DoubleCloud is a newly-launched managed database provider. With a headcount of 50, they have development and sales offices in Berlin, Prague and Tel Aviv. Further office openings in the US, UK and France are expected in the next few months. DoubleCloud lets you run ClickHouse and Kafka on your own Cloud account. They provide a UI to set up and scale while software and operating system updates are handled automatically.
DoubleCloud also offers consulting services to help migrate existing workloads to their offering. Earlier this year, I teamed up with them to help Paris-based Enterprise SEO provider Botify understand what it would take to move their 5 PB data warehouse from BigQuery to DoubleCloud.
The key to being able to improve Botify's workload performance while saving ~5x on storage costs was the S3 storage engine for ClickHouse. This allows storage to scale automatically, minimises maintenance and typically only incurs a 2-3x performance penalty over DoubleCloud's EBS-based storage option.

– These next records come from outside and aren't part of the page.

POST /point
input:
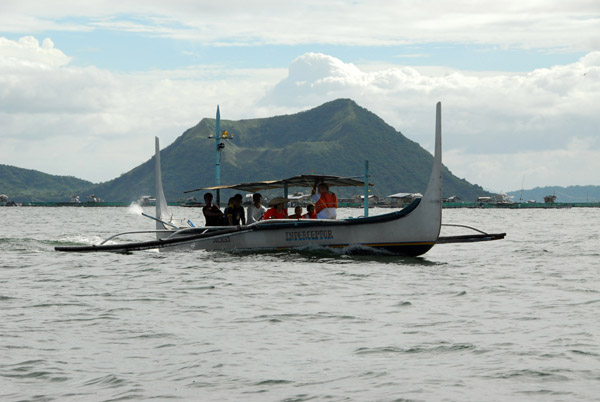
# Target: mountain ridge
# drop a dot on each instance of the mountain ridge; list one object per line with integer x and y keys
{"x": 334, "y": 138}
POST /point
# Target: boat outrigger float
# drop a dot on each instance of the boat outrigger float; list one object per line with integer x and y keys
{"x": 410, "y": 231}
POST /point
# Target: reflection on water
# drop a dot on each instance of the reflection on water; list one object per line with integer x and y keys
{"x": 514, "y": 319}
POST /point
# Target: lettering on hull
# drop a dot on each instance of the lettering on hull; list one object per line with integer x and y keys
{"x": 302, "y": 235}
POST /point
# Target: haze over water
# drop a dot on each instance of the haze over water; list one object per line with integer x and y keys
{"x": 515, "y": 319}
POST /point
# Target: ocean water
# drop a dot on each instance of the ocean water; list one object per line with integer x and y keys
{"x": 516, "y": 319}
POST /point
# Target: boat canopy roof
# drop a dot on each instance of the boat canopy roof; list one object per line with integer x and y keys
{"x": 304, "y": 180}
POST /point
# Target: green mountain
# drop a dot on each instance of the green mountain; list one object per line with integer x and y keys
{"x": 335, "y": 138}
{"x": 563, "y": 194}
{"x": 30, "y": 185}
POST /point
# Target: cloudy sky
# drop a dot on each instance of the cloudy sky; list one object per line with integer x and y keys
{"x": 84, "y": 86}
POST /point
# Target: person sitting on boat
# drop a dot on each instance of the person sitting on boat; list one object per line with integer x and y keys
{"x": 277, "y": 209}
{"x": 235, "y": 211}
{"x": 310, "y": 212}
{"x": 325, "y": 202}
{"x": 212, "y": 213}
{"x": 256, "y": 210}
{"x": 297, "y": 213}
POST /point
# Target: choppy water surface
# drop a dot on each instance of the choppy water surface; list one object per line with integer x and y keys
{"x": 516, "y": 319}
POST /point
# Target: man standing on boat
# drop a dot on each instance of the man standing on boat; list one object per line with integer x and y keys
{"x": 325, "y": 202}
{"x": 255, "y": 211}
{"x": 212, "y": 214}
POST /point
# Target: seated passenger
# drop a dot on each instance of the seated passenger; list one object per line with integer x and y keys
{"x": 235, "y": 211}
{"x": 256, "y": 210}
{"x": 212, "y": 214}
{"x": 277, "y": 210}
{"x": 297, "y": 213}
{"x": 310, "y": 212}
{"x": 325, "y": 202}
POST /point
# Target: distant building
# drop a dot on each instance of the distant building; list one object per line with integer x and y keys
{"x": 454, "y": 198}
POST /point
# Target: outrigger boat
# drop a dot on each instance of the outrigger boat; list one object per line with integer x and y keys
{"x": 410, "y": 231}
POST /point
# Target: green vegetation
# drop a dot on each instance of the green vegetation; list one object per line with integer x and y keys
{"x": 30, "y": 185}
{"x": 335, "y": 138}
{"x": 563, "y": 194}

The S3 support in DoubleCloud includes a Hybrid storage engine. When you launch a cluster, an S3 bucket is set up automatically. When your cluster detects it's running low on local storage space it'll automatically transfer your data off to S3. This migration won't require any existing queries to be rewritten. Communication with S3 is optimised with a caching layer which can speed up queries by 4.5x in some cases once the cache has been warmed up.
DoubleCloud's support has 16 hours a day of coverage year-round. The firm also hosts multi-day training workshops. Active contributors to the ClickHouse codebase staff their 3rd line of support. These engineers are experts in both C++ and database and operating system architecture.
DoubleCloud support per-second billing and its pricing model sets a ceiling on spend rather than a floor. In the past, I've seen clients hit with sticker shock after simple scripts hit their pay-per-query database providers more often than expected. With a price ceiling, predicting spend is much easier.
In this post, I'm going to see how fast DoubleCloud can run the 1.1 billion taxi rides benchmark. This dataset is made up of 1.1 billion taxi trips conducted in New York City between 2009 and 2015. This is the same dataset I've used to benchmark Amazon Athena, BigQuery, BrytlytDB, Elasticsearch, EMR, Hydrolix, kdb+/q, OmniSci, PostgreSQL, Redshift and Vertica. I have a single-page summary of all these benchmarks for comparison.
DoubleCloud, Up & Running
DoubleCloud offers a UI for launching ClickHouse. For this post, I'll launch an s1-c32-m128 instance on AWS' eu-central-1 region in Frankfurt, Germany. This instance has 32 cores, 128 GB of RAM, 512 GB of storage and runs version 22.8 of DoubleCloud's ClickHouse release. If this cluster is left running for a month it would cost $2,516.35 before any sales taxes.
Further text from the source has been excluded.